De 2014 para cá, o país passou por toda uma rediscussão legislativa, com a atualização da Constituição. Assédio sexual, por exemplo, não era considerado crime. Hoje, é. A lei prevê multas ou pena de seis meses a três anos de prisão para esse tipo de delito.
A base da legislação, como em todo o mundo árabe, ainda é, no entanto, a sharia - a lei islâmica.
O episódio envolvendo Sorrentino ocorreu em Luxor, no sul do Egito, onde o Brasil não tem representação diplomática. Desde 2019, o embaixador do Brasil no Cairo é Antonio Patriota, que foi ministro das Relações Exteriores no governo Dilma Rousseff.
Não é incomum casos de brasileiros presos no Egito. Em 2016, um grupo de paranaenses foi preso no país por tráfico de drogas. Antes, em 2010, um homem foi detido por proselitismo. Nesses casos, o que dificulta trazê-los de volta ao Brasil é que os dois países não têm acordo de extradição, algo que o Ministério da Justiça vem tentando mudar desde o comando do agora ex-ministro Sergio Moro.

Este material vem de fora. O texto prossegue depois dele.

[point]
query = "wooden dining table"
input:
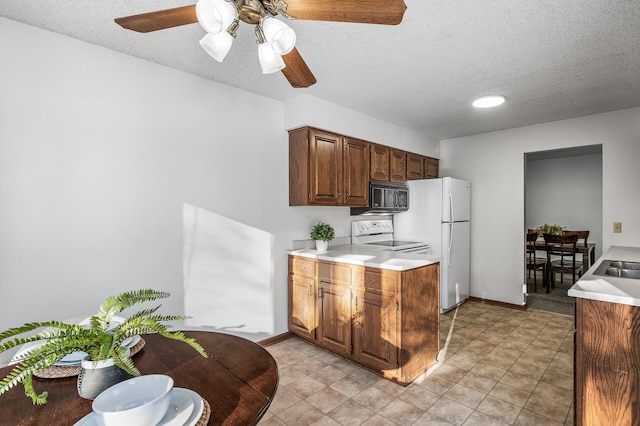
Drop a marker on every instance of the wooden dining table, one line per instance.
(238, 381)
(588, 252)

A coluna enviou uma série de questionamentos ao Itamaraty a respeito da situação do médico Victor Sorrentino. A resposta, por meio de nota, é a seguinte:
"O Itamaraty, por meio de sua Embaixada no Egito, presta toda a assistência possível a brasileiros privados de liberdade naquele país, respeitando os tratados internacionais vigentes, como a Convenção de Viena sobre Relações Consulares, e a legislação local.
O Itamaraty já foi informado sobre o caso e as autoridades brasileiras no Egito estão prestando assistência consular cabível ao cidadão.
Em atendimento ao direito à privacidade e em observância ao disposto na Lei de Acesso à Informação e no decreto 7.724/2012, o Ministério das Relações Exteriores não fornece informações sobre casos individuais de assistência a cidadãos brasileiros."